Pan Jie, Wang Rui, Liu Wenjing, Wang Li, You Zhuhong, Li Yuechao, Duan Zhemeng, Huang Qinghua, Feng Jie, Sun Yanmei, Wang Shiwei
Key Laboratory of Resources Biology and Biotechnology in Western China, Ministry of Education, Provincial Key Laboratory of Biotechnology of Shaanxi Province, the College of Life Sciences, Northwest University, Xi'an 710069, China.
Department of Ophthalmology, The First Affiliated Hospital of Northwest University, 30 Fenxiang, the South Avenue, Xi'an, Shaanxi 710002, China.
iScience. 2024 Dec 19;28(1):111647. doi: 10.1016/j.isci.2024.111647. eCollection 2025 Jan 17.
Bacteriophages (phages) are increasingly viewed as a promising alternative for the treatment of antibiotic-resistant bacterial infections. However, the diversity of host ranges complicates the identification of target phages. Existing computational tools often fail to accurately identify phages across different bacterial species. In this study, we present GE-PHI, a machine-learning-based model for predicting phage-host interactions (PHIs) by integrating knowledge graph embedding algorithm with a large-scale protein language model.
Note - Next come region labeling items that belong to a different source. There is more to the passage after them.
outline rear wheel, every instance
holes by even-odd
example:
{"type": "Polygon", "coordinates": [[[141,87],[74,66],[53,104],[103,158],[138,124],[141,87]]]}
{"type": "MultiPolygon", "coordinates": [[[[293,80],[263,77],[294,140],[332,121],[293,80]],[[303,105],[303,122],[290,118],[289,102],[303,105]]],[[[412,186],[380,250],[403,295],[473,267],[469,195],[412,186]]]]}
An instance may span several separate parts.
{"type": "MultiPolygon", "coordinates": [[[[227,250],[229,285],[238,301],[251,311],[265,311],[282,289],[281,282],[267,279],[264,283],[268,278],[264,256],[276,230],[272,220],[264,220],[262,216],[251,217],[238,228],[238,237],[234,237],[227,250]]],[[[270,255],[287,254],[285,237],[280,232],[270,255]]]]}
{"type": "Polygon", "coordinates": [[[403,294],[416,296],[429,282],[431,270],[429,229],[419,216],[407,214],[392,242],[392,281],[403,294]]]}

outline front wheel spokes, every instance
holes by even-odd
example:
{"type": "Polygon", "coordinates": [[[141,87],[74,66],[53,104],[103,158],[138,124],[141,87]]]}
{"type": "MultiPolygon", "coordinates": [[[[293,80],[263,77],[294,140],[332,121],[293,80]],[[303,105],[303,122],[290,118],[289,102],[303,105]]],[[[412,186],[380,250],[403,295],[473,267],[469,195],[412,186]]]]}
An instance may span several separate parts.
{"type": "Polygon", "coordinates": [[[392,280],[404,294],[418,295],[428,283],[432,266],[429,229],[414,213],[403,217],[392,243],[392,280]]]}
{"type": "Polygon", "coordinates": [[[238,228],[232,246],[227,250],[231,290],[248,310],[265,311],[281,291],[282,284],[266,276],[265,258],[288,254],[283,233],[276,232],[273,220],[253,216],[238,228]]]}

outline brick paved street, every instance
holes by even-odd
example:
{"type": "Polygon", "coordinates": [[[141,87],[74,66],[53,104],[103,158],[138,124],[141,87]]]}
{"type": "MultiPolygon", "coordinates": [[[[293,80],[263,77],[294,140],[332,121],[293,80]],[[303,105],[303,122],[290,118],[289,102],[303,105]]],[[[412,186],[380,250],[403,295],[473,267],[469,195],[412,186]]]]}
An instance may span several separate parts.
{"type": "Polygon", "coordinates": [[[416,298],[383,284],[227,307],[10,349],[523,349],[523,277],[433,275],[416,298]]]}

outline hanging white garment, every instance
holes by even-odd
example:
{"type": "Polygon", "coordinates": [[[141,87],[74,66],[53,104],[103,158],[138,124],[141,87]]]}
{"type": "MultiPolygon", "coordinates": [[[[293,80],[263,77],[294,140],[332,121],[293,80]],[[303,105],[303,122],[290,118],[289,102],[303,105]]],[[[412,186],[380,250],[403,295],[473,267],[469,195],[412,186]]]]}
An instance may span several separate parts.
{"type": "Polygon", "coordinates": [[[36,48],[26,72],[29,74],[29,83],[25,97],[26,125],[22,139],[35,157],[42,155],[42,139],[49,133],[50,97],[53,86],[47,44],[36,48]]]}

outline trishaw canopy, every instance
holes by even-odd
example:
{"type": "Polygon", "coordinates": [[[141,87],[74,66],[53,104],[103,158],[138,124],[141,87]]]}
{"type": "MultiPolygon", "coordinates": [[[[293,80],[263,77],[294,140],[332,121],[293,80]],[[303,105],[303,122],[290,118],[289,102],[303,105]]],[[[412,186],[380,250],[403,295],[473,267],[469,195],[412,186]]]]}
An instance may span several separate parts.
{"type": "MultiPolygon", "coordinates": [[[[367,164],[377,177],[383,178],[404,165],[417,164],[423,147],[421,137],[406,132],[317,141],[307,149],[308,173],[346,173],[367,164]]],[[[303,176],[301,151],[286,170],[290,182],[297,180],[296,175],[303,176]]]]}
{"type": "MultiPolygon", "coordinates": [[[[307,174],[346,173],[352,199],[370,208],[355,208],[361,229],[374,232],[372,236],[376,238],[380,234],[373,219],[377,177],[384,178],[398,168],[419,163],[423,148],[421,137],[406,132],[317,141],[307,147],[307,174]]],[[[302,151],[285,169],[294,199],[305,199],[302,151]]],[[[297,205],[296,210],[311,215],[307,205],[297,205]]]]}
First, a phage-host heterogeneous association network (PHAN) was constructed that incorporated phage-phage and host-host similarity networks. Then, the multi-relational Poincaré graph embedding (MuRP) was used to extract topological patterns. Additionally, we employed the ESM-2 protein language model to capture evolutionary information from phage tail proteins and host-receptor-binding proteins. GE-PHI achieved a cross-validation area under the curve (AUC) of up to 0.9453 in silico and maintains this performance in case studies. This study provides insights into machine-learning-guided phage therapeutics and diagnostics in microbial engineering.
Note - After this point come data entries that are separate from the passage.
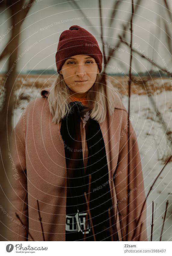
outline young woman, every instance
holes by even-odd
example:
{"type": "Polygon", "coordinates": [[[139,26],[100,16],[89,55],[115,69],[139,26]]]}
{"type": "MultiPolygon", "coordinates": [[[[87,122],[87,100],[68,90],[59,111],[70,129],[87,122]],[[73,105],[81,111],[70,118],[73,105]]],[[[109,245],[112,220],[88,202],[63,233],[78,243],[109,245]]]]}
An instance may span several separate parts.
{"type": "Polygon", "coordinates": [[[129,164],[128,113],[111,83],[100,82],[102,57],[83,28],[61,34],[57,79],[12,135],[10,241],[43,240],[37,200],[45,241],[147,241],[137,138],[130,123],[129,164]]]}

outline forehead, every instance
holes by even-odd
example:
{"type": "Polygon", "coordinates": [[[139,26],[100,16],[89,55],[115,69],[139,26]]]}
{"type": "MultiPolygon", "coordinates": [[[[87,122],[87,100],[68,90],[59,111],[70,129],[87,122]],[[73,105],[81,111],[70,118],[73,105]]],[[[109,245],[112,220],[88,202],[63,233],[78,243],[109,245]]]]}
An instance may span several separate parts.
{"type": "Polygon", "coordinates": [[[92,58],[89,55],[75,55],[74,56],[72,56],[71,57],[68,58],[67,59],[69,59],[75,60],[79,60],[80,59],[94,59],[94,58],[92,58]]]}

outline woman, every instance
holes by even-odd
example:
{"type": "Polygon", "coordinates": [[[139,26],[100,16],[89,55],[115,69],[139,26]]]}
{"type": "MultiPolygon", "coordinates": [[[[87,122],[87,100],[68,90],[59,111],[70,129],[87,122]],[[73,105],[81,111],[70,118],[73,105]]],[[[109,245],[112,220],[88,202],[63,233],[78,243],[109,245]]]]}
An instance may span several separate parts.
{"type": "Polygon", "coordinates": [[[147,241],[137,139],[130,123],[129,185],[128,113],[112,85],[99,82],[102,57],[84,29],[61,34],[58,76],[13,131],[9,240],[147,241]]]}

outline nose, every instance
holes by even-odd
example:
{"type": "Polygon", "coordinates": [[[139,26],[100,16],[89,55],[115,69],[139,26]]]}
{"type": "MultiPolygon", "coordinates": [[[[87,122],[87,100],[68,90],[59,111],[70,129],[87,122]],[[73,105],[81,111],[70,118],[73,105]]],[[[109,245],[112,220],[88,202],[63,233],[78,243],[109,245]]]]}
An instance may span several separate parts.
{"type": "Polygon", "coordinates": [[[80,77],[83,77],[84,75],[84,73],[85,73],[84,65],[78,64],[76,66],[76,74],[80,77]]]}

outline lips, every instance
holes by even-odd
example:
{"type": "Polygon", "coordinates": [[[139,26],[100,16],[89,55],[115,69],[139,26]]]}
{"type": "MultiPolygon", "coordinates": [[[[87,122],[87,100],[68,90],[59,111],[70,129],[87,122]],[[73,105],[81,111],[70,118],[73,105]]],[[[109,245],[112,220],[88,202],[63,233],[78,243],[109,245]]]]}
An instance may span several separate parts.
{"type": "Polygon", "coordinates": [[[84,82],[86,82],[87,81],[88,81],[88,80],[85,80],[83,81],[75,81],[75,82],[76,82],[76,83],[83,83],[84,82]]]}

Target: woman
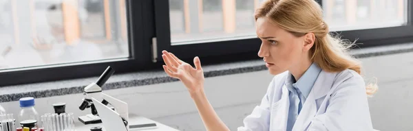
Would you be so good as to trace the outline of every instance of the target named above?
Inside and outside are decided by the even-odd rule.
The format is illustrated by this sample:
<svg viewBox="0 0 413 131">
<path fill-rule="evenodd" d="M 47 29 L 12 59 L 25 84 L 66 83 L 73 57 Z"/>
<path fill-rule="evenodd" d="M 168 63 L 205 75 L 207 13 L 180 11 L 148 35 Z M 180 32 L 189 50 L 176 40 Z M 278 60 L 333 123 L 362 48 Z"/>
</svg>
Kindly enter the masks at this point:
<svg viewBox="0 0 413 131">
<path fill-rule="evenodd" d="M 372 130 L 361 64 L 350 47 L 328 34 L 313 0 L 268 0 L 256 10 L 258 56 L 275 76 L 260 106 L 238 130 Z M 199 58 L 195 68 L 162 51 L 165 71 L 187 86 L 207 130 L 229 130 L 204 93 Z"/>
</svg>

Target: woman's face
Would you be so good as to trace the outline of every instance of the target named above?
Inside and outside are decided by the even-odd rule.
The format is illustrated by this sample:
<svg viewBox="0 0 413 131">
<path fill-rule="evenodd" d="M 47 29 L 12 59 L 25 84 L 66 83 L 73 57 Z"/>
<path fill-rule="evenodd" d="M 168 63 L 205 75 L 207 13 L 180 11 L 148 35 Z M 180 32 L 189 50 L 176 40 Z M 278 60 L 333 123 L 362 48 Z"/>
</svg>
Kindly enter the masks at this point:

噬菌体越来越被视为治疗抗生素耐药性细菌感染的一种有前景的替代方法。然而,宿主范围的多样性使目标噬菌体的鉴定变得复杂。现有的计算工具常常无法准确识别不同细菌物种中的噬菌体。在本研究中,我们提出了GE-PHI,这是一种基于机器学习的模型,通过将知识图谱嵌入算法与大规模蛋白质语言模型相结合来预测噬菌体-宿主相互作用(PHIs)。首先,构建了一个噬菌体-宿主异质关联网络(PHAN),该网络纳入了噬菌体-噬菌体和宿主-宿主相似性网络。然后,使用多关系庞加莱图嵌入(MuRP)来提取拓扑模式。此外,我们采用ESM-2蛋白质语言模型从噬菌体尾部蛋白和宿主受体结合蛋白中捕获进化信息。GE-PHI在计算机模拟中实现了高达0.9453的交叉验证曲线下面积(AUC),并在案例研究中保持了这一性能。本研究为微生物工程中机器学习引导的噬菌体治疗和诊断提供了见解。